II. Mit dem noch zur Entscheidung des Gerichts gestellten Klagebegehren ist die Klage als Versagungsgegenklage zulässig und begründet. Die Klägerin hat gegen die Beklagte einen Anspruch auf Erteilung einer Einbürgerungszusicherung; der diesem Anspruch entgegenstehende Bescheid der Beklagten vom 14. November 2011 ist rechtswidrig und verletzt die Klägerin in ihren Rechten (§ 113 Abs. 5 Satz 1, Abs. 1 Satz 1 VwGO).

1. Die Klägerin erfüllt die in § 10 Abs. 1 Satz 1 StAG an erster Stelle genannte Voraussetzung eines Einbürgerungsanspruchs, da sie seit mehr als acht Jahren rechtmäßig ihren gewöhnlichen Aufenthalt im Inland hat. Sie ist auch im Besitz eines unbefristeten Aufenthaltstitels im Sinne des § 10 Abs. 1 Satz 1 Nr. 2 StAG und hat das in § 10 Abs. 1 Satz 1 Nr. 1 StAG verlangte Bekenntnis zur freiheitlichen demokratischen Grundordnung abgegeben und der Einbürgerungsbehörde gegenüber erklärt, dass sie weder in der Vergangenheit noch in der Gegenwart Bestrebungen verfolgt oder unterstützt (habe), die gegen die freiheitliche demokratische Grundordnung bzw. die anderen in § 10 Abs. 1 Satz 1 StAG genannten Rechtsgüter gerichtet sind. Hinreichende Sprachkenntnisse und Kenntnisse der Rechts- und Gesellschaftsordnung und der Lebensverhältnisse in Deutschland im Sinne des § 10 Abs. 1 Satz 1 Nr. 6 i. V. m. Abs. 4 und Abs. 1 Satz 1 Nr. 7 StAG hat sie durch den Besuch einer deutschsprachigen Schule und den dort erworbenen Realschulabschluss nachgewiesen.
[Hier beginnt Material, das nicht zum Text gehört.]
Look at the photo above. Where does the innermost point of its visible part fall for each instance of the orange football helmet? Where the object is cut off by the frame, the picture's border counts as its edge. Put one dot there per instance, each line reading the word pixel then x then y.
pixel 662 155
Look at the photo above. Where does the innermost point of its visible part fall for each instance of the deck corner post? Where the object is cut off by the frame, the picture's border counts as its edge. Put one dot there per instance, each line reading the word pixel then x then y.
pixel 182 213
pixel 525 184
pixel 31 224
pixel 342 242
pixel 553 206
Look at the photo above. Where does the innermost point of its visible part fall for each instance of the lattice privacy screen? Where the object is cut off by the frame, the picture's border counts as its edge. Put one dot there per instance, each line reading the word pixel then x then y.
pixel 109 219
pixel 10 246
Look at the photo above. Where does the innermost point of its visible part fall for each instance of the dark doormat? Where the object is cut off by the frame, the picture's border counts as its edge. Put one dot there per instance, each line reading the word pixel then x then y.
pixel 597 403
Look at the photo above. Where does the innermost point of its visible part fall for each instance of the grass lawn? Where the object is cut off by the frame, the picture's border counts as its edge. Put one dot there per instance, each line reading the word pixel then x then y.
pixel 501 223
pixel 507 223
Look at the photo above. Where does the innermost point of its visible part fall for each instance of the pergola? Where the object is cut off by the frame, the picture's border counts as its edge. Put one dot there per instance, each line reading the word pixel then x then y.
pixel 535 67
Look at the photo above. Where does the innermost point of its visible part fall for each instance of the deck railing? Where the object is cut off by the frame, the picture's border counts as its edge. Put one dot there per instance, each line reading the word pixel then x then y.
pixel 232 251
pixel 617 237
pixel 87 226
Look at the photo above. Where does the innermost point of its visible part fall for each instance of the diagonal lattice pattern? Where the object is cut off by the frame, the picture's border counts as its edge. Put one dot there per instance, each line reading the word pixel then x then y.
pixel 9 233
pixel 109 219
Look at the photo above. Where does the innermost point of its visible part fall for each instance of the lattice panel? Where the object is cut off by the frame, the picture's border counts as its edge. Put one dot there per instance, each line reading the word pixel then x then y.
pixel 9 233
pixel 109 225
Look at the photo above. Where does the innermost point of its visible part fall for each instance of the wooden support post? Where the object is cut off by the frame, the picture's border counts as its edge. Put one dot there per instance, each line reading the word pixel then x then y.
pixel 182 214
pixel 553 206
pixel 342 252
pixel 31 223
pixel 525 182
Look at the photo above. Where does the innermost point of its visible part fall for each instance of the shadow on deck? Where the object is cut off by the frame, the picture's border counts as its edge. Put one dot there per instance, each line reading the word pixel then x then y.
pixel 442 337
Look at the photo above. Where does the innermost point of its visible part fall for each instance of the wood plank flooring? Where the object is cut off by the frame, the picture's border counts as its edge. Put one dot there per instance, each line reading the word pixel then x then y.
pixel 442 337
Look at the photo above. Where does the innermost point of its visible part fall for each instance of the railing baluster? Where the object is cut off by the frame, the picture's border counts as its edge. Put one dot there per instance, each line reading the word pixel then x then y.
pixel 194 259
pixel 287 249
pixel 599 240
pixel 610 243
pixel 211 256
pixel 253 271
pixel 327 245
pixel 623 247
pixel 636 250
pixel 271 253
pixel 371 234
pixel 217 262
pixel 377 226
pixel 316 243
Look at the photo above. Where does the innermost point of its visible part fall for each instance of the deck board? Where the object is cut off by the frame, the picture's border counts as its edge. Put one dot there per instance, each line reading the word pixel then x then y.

2. Dem Einbürgerungsanspruch steht auch nicht entgegen, dass die Klägerin Leistungen nach dem Zweiten Buch Sozialgesetzbuch bezieht. Zwar setzt die Einbürgerung gem. § 10 Abs. 1 Satz 1 Nr. 3 StAG grundsätzlich voraus, dass der Einbürgerungsbewerber den Lebensunterhalt für sich und seine unterhaltsberechtigten Familienangehörigen ohne Inanspruchnahme von Leistungen nach dem Zweiten oder Zwölften Buch Sozialgesetzbuch bestreiten kann; dies gilt jedoch nicht, wenn er die Inanspruchnahme dieser Leistungen nicht zu vertreten hat. Letzteres ist hier der Fall.

Soweit die Beklagte geltend macht, dass die Erwerbsbiographie der Klägerin insgesamt Zweifel an einer nachhaltigen Sicherung des Lebensunterhalts aufwerfe, trifft dies in tatsächlicher Hinsicht zu, denn alle Bemühungen der Klägerin haben nicht dazu geführt, dass sie eine langfristige abhängige Beschäftigung oder selbständige Tätigkeit gefunden hat, die es ihr ermöglicht haben, ihren Lebensunterhalt zu bestreiten, ohne immer wieder Leistungen nach dem SGB II in Anspruch zu nehmen. Insofern folgt die fehlende Nachhaltigkeit bereits aus dem Umstand des Leistungsbezugs; für die Beurteilung des Vertretenmüssens sagt sie dagegen nichts aus, weil sonst in einem logischen Zirkelschluss jeder Leistungsbezug zu vertreten wäre.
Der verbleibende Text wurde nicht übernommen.